Sunday, February 12, 2012

Money & Business

Listen to Your Heart...Maybe You'll Use an FSA

A little record keeping can mean substantial savings

By Betsy Streisand
Posted 12/3/06

Not all decisions need send you running for the nearest copy of Navigating Your Health Benefits for Dummies (yes, there is one). The flexible spending account is simple: If your employer offers one–and most large firms do–you should seriously consider using it. An FSA lets you put away pretax dollars to pay out-of-pocket medical expenses ranging from surgery to over-the-counter sinus spray. The money is pulled from your paycheck into an account from which you are reimbursed.

If you manage your FSA wisely, it can mean substantial tax savings: 23 percent, on average. The breaks are even bigger for earners in the higher brackets. Someone in the 28 percent tax bracket who puts aside the maximum of $5,000 each year, for instance, can save an estimated $1,400 in taxes.

The only tricky part is determining how much to put into the account, since with most plans what you don't use by the end of the year you lose. Witness the December bottleneck at eye doctors' and dentists' offices as patients scramble to spend down their FSAs. "The most important part of an FSA is to keep good records and plan carefully for the year ahead," says Kevin Kraushaar, vice president of government relations for the Consumer Healthcare Products Association. "Otherwise you may end up leaving money on the table."

Turnoffs. That fear, plus a lack of understanding of the tax benefits, and the hassle of keeping records and filing for reimbursement, may explain why only 20 percent of employees at big companies offering FSAs actually participated in the program last year, says Blaine Bos, a worldwide partner with Mercer Health & Benefits, which conducted an industrywide study in 2006. "Many people don't understand the tax advantages of an FSA, or they are worried about losing money at the end of the year." For fear of not recouping the money set aside, FSA participants often put less into their accounts than they should.
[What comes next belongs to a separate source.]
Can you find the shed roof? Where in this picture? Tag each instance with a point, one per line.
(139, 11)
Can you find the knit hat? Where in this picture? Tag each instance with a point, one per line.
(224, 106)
But their worries may be overblown. Estimating future expenses isn't as daunting as it seems, and playing it safe by underfunding an FSA will still create benefits at tax time. To start, tally up your biggest and most obvious expenses: deductibles, estimated copays for office visits and prescription drugs, eyeglasses, routine out-of-plan doctor and dental visits, or those that are only partially covered, such as psychotherapy. (Cosmetic surgery is not reimbursable.)

Then, if you are planning an uncovered procedure such as laser eye surgery, or major dental work, you can set aside funds for that. Estimating expenses for over-the-counter drug purchases, which have been reimbursable with FSA funds since 2003, can get dicier, especially the first year when you may not have receipts to gauge your previous-year expenses. As a general rule, over-the-counter products used to treat personal injuries or sickness are eligible. They include antacids, allergy medicines, pain relievers, and cold medicines. Some dietary supplements may qualify so long as they are needed for a specific medical condition, such as calcium for osteoporosis or iron for anemia.